All these feelings are perfectly normal and the best way to deal with them is to talk about them. Try to find a counsellor nearby who will listen to you carefully and help you make sense of all your mixed up feelings. You need to work towards getting over any guilt, for you can't possibly be held responsible for what happened to your child. You weren't there, watching over him or her, all day every day. But you'll still need to be able to express your guilty feelings and go over and over them until you've managed to see that you are not at fault .
Any anger that you feel is perfectly understandable but the key thing here is to let it out in an appropriate way and in appropriate places. Don't let those nearest and dearest to you be the butt of any outbursts but learn, instead, with the help of a counsellor some useful ways of getting rid of your anger without harming others. There are tricks that are helpful, like learning to recognise the beginnings of anger building up inside...and then giving yourself the choice of letting it all out, or deciding to cam yourself down for now and let it out later. You may find that going for some vigorous exercise works for you, or attacking a punch-bag. But your anger will be directed mostly against the perpetrators of this horrendous crime....and you may find it difficult to think of ways you can express your anger towards them. Some may find that writing things down helps...so you could write some letters to these people, probably ones that you never post, but that allow you to get everything you feel off your chest.

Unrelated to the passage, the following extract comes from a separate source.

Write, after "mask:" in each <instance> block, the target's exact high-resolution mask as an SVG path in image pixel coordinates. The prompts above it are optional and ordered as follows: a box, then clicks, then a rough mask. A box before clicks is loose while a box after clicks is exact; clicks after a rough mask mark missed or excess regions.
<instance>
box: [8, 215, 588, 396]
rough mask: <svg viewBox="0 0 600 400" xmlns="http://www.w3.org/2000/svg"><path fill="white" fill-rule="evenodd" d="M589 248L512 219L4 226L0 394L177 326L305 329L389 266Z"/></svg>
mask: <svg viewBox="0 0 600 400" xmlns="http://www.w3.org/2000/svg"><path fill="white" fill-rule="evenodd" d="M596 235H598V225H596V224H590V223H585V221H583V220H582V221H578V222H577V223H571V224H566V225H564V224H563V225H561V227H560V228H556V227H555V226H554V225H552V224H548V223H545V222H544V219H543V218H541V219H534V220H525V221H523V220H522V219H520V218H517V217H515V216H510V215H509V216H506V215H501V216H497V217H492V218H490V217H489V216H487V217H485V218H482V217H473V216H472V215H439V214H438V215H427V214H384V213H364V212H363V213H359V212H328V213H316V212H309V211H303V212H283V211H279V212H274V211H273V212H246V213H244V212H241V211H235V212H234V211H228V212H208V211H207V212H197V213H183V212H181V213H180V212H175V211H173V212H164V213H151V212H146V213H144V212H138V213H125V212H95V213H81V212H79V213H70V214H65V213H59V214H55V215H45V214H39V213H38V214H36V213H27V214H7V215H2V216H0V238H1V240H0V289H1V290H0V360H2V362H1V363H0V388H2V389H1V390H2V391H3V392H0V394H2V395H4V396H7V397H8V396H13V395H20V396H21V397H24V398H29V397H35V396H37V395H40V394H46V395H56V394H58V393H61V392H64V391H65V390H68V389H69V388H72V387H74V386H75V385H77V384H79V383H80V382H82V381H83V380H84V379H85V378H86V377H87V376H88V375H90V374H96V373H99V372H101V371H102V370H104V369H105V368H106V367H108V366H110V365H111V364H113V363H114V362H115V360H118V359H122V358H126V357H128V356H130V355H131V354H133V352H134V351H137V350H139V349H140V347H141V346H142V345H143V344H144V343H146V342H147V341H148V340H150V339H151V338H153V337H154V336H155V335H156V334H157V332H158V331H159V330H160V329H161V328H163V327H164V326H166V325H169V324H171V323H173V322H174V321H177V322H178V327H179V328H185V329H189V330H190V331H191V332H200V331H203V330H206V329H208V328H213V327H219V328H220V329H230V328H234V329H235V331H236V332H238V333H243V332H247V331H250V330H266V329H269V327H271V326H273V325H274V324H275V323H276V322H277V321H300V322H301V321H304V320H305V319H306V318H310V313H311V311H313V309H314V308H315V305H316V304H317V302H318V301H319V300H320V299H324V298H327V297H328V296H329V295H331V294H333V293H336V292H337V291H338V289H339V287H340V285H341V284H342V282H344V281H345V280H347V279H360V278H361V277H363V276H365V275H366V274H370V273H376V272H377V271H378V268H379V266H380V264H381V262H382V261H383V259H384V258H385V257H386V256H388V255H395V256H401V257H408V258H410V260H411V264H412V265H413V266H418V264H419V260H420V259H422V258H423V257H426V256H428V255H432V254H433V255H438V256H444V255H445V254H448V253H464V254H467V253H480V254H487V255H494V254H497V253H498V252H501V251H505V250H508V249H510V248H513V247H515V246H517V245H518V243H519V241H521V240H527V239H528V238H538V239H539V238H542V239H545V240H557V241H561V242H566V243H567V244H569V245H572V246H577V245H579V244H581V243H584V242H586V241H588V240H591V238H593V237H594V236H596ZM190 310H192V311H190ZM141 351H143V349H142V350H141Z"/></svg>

Above all, find some help. Find a good counsellor and build up a relationship of trust so that you can discuss everything that's going on inside. And together you can work out a strategy for how to deal with your child as he or she grows up. It'll probably be important to let your child be your guide here, for all of us react in different ways to different events so every child will need a different approach. But work with some professionals so that you and your child are in good, safe hands.